Trasladar el mar a un país sin salida a el, es una invitación a explorar lo desconocido, la inmensidad del horizonte. Salir de las fronteras del país (vida), para experimentar el más allá (mar), la obra como ventana y los poemas como umbrales en los que se deja el ego para trascender en el océano de conciencia pura. 
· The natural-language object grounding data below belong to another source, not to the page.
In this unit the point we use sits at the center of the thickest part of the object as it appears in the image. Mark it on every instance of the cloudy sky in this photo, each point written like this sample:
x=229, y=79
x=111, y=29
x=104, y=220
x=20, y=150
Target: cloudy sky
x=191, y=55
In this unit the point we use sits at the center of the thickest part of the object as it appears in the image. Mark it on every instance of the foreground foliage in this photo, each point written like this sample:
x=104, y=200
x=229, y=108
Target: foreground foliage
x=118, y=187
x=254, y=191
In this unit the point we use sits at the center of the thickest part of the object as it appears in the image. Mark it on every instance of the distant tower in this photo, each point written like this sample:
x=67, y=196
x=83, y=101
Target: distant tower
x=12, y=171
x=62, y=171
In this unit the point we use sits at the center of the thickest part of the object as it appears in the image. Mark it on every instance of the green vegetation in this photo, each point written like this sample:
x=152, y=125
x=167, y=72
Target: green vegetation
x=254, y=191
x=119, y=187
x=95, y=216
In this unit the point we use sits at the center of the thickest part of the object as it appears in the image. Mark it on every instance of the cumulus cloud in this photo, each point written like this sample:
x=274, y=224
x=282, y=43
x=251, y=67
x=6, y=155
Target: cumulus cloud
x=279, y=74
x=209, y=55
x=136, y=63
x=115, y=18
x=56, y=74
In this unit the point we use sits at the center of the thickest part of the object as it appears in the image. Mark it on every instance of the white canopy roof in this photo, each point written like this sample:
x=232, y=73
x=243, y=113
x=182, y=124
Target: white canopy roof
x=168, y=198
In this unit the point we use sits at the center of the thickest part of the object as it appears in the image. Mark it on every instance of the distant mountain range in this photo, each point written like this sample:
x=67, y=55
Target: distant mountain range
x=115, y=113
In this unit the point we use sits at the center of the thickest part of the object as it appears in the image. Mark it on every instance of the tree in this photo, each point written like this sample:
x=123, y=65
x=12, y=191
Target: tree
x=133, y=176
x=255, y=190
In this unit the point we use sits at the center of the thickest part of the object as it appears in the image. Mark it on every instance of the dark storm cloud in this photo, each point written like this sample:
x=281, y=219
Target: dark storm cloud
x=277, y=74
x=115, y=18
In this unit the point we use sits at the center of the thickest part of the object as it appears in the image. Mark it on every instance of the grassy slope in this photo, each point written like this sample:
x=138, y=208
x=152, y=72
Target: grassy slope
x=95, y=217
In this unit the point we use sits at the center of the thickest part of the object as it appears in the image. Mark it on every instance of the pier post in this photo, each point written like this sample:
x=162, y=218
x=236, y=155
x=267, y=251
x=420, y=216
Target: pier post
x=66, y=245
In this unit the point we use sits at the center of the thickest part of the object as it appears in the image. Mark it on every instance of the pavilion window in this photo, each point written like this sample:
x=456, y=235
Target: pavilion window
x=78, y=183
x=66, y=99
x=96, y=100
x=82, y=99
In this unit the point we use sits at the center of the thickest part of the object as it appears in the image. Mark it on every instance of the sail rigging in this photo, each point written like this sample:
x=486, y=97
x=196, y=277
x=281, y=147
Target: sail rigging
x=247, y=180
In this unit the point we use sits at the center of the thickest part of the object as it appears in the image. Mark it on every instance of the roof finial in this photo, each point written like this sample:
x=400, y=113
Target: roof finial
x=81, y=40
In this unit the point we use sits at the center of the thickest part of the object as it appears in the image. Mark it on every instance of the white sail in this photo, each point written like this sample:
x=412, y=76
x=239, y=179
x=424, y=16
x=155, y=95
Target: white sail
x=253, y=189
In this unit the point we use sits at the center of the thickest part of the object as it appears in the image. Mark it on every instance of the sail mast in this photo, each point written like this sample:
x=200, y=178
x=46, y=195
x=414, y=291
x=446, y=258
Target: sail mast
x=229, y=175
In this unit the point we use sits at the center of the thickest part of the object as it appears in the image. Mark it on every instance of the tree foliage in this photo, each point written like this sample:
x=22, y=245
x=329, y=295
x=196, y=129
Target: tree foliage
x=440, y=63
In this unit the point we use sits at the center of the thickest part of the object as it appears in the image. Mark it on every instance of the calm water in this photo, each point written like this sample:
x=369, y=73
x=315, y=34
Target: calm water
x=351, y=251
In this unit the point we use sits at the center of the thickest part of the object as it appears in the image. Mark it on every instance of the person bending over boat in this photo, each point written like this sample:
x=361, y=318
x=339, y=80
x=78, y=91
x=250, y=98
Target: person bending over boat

Esta exposición colectiva se desarrolló en el marco de la celebración del día de los muertos en Bolivia,  fecha importante de conmemoración de este tránsito de la vida al más allá. Es por esto que las obras expuestas están compuestas por la fotografía “olas en lo alto” y los poemas de mi abuela Juana Guzmán Vargas, quien falleció hace 10 años. Ellas muestran en conjunto, el camino luminoso de conciencia expandida al que se llega con la muerte, al dejar atrás el cuerpo  y sumergirse a explorar la naturaleza que lo contiene todo.

TESTAMENTO.

Dejo mis manos…

en los versos descansados 

de mi diario,

en los incógnitos vacíos 

de mis seres queridos.


Mis ojos…

en los remolinos de la niebla 

donde la noche es ciega.


mi voz…

en los secretos del viento,

en el eco de la luz,

en los labios del silencio.

 Mis huellas…

en la agonía de la luna

en la senda agreste 

humedecida por la lluvia.

Mi perfume…

en las violetas, 

las rosas,

y flores de la montaña.

A la luna…

mi inspiración desnuda.

A mis hijos

mis poemas y mis besos.

A Pachamama…

mis huesos

y a Dios…

mi alma.


CUANDO MUERA… 

Verán pasar mi imagen

deshaciéndose en la lejanía,

bailando en las olas placenteras

hasta que el sol agonice en sus orillas.

En la niebla perezosa en las colinas,

en el aire despertando la arboleda

en sus tiernas caricias mañaneras

o…

en el sol ardoroso de las sendas.

cuando muera…

verán pasar mi imagen

en el filo de la sierra

en el agonizante sol en el cenit

en la lluvia saltando en las praderas;

en la esquiva sombra

de los naranjales

a la luz de las estrellas,

o…en las silentes noches

sin luna y sin luciérnagas.

Cuando muera…

verán pasar mi imagen

en los maduros lienzos de mis cuadros

en los añosos renglones de mi diario

donde plasmé mi sentir en mis poemas.